Technically, you can rely only on the order; the compiler could insert padding. If different pointers were of different size, or if the pointer size wasn't a natural word size, it might insert padding.
Practically speaking, you could get away with it. I wouldn't recommend it; it's a bad, dirty trick.
You could achieve your goal with another level of indirection (what doesn't that solve?), or by using a temporary array initialized to point to the various members of the structure.
It's not guaranteed, but it will work fine in most cases. It won't be intermittent, it will either work or not work on a particular platform with a particular build. Since you're using all pointers, most compilers won't mess with any padding.
Also, if you wanted to be safer, you could make it a union.

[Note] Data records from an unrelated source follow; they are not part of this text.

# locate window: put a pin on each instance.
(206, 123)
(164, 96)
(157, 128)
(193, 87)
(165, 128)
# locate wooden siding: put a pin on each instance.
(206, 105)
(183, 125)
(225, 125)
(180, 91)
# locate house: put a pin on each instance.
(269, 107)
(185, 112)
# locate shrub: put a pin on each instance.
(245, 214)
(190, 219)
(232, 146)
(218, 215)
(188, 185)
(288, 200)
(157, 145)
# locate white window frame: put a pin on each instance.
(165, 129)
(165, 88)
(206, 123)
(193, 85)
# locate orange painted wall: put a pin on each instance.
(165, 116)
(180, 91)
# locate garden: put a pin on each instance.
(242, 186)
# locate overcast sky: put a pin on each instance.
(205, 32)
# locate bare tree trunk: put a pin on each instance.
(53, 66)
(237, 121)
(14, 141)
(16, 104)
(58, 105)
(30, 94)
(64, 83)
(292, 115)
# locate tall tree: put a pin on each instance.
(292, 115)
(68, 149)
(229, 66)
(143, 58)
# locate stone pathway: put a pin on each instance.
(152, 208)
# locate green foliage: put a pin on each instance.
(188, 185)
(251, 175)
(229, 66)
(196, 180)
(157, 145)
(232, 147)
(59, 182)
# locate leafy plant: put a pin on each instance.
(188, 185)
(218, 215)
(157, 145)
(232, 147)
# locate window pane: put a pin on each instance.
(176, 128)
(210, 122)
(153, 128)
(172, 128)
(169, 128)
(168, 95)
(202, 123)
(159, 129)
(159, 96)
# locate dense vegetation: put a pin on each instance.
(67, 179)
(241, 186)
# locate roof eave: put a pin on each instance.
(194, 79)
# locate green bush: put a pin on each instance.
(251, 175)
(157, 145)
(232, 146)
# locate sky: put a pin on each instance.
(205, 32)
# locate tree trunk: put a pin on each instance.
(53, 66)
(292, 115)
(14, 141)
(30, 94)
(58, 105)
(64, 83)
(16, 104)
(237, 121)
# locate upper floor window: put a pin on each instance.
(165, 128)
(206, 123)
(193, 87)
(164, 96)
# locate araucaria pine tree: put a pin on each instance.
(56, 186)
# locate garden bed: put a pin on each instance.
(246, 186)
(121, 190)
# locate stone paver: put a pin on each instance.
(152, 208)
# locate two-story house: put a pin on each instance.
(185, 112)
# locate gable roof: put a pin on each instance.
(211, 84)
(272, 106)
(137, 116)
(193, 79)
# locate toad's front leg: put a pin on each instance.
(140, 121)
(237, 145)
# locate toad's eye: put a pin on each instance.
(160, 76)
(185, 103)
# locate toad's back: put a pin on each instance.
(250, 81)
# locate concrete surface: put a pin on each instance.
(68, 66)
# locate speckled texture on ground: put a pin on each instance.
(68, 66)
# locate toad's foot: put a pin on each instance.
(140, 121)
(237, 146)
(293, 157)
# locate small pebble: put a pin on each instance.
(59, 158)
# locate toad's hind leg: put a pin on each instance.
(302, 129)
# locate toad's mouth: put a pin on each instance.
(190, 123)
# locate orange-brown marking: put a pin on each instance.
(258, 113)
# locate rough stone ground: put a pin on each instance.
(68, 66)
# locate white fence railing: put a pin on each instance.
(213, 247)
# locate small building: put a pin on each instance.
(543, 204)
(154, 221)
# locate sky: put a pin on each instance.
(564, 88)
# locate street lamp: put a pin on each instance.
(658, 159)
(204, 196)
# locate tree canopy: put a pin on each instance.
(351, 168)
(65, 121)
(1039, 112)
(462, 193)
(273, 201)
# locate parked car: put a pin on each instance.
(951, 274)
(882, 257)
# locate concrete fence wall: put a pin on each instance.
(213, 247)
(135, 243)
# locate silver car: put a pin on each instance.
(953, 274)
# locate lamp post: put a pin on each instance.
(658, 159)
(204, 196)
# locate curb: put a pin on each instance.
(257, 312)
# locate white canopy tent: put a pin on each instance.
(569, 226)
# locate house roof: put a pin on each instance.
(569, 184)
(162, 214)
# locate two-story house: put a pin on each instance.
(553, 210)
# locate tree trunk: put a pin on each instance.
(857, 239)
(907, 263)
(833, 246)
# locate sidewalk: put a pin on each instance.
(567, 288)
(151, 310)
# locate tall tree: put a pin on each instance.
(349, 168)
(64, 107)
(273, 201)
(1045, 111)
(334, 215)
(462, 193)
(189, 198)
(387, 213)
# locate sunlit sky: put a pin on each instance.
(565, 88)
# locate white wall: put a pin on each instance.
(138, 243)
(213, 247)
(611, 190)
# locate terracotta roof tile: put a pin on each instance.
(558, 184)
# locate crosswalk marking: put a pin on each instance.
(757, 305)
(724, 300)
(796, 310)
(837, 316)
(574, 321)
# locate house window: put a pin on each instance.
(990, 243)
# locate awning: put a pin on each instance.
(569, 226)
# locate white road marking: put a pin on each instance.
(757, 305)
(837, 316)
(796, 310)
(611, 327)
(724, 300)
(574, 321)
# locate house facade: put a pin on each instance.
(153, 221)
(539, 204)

You can't do that the way you are trying. The compiler is allowed to pad any and all members of the struct. I do not believe it is allowed to reorder the fields.
Most compilers have an attribute that can be applied to the struct to pack it (ie to turn it into a collection of tightly packed storage with no padding), but the downside is that this generally affects performance. The packed flag will probably allow you to use the struct the way you want, but it may not be portable across various platforms.
Padding is designed to make field access as efficient as possible on the target architecture. It's best not to fight it unless you have to (ie, the struct goes to a disk or over a network.)
It seems to me that this approach creates more problems than it solves.
When you read this code six months from now, will you still be aware of all the subtleties of how the compiler pads a struct?
Would someone else, who didn't write the code?
If you must use the struct, use it in the canonical way and just write a function which
assigns values to each field separately.
You could also use an array and create macros to give field names to indices.
If you get too "clever" about optimizing your code, you will end up with slower code anyway, since the compiler won't be able to optimize it as well.